Histopathologic findings in postmortem lung tissue from eight patients who died from COVID-19 pneumonia were reviewed. Immunohistochemistry (IHC) and next generation sequencing (NGS) were performed to detect virus.
Diffuse alveolar damage (DAD) was seen in all cases with a spectrum of acute phase and/or organizing phase. IHC with monoclonal antibodies against SARS-CoV-2 viral nucleoprotein and spike protein detected virus in areas of acute but not organizing DAD, with intracellular viral antigen and RNA expression seen predominantly in patients with duration of illness less than 10 days. Major vascular findings included thrombi in medium and large caliber vessels, platelet microthrombi detected by CD61 IHC, and fibrin microthrombi.

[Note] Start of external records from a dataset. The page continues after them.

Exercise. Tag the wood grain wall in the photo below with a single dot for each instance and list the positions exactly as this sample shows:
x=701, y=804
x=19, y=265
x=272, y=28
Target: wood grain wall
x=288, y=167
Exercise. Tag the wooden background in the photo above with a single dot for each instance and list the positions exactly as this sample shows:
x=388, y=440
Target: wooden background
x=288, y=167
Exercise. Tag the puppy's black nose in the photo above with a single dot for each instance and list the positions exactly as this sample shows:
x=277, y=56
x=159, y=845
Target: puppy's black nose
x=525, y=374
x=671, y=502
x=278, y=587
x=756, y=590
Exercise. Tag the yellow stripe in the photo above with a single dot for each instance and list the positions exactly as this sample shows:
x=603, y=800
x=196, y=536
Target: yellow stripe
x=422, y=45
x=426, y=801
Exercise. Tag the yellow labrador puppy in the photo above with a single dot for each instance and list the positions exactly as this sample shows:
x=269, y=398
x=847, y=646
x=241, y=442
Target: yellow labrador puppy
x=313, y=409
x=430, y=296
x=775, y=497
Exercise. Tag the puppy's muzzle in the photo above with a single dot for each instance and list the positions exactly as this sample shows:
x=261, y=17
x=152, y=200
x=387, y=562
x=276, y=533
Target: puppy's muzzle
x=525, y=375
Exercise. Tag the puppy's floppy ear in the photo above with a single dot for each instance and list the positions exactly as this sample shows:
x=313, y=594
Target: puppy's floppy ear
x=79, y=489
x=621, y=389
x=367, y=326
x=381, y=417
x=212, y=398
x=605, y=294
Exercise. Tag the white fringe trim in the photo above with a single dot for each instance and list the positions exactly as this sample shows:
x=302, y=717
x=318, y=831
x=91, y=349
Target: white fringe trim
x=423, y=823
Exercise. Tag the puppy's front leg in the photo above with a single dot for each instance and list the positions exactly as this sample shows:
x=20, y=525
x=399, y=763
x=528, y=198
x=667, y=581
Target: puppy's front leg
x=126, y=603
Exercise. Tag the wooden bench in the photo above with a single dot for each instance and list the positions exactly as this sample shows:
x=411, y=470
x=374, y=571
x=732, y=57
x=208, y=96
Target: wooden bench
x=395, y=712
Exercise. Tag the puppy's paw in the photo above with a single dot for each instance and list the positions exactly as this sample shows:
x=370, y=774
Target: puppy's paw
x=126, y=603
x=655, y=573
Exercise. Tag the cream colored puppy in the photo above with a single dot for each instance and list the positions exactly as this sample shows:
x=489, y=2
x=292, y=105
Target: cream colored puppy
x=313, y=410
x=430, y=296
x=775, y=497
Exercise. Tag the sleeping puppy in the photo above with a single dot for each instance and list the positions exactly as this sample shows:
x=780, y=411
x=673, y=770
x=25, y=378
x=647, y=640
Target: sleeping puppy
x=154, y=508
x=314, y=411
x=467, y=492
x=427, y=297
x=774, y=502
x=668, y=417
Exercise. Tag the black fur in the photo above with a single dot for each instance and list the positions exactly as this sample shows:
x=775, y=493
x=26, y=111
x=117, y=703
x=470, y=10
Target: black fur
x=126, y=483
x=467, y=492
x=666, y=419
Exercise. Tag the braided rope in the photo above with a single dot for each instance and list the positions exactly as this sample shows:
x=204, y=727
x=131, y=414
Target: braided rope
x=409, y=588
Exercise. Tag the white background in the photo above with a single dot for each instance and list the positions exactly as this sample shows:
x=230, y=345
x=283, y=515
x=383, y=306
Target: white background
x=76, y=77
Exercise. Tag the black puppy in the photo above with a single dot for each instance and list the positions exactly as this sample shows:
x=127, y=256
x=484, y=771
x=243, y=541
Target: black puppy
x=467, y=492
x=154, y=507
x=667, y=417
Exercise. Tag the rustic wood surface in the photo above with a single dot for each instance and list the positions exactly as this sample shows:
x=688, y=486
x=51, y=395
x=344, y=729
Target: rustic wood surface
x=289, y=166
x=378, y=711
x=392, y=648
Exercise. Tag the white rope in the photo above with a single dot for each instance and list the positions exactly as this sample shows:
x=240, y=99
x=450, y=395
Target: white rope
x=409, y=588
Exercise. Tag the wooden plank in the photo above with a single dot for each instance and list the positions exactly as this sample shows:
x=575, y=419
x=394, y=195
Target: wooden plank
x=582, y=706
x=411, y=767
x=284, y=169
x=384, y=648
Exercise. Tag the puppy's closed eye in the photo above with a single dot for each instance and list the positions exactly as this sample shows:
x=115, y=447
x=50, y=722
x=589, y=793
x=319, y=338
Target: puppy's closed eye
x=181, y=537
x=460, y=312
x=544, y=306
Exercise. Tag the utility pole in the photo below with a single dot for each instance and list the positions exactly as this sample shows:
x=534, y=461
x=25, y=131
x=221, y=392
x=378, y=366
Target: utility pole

Presence of SARS-CoV-2 viral RNA by NGS early in the disease course and expression of viral antigen by IHC exclusively in the acute but not in the organizing phase of DAD, suggests that the virus may play a major role in initiating the acute lung injury of DAD, but when DAD progresses to the organizing phase, the virus may have been cleared from the lung by the patient's immune response. These findings suggest the possibility of a major change during the disease course of COVID-19 pneumonia that may have therapeutic implications. Frequent thrombi and microthrombi may also present potential targets for therapeutic intervention.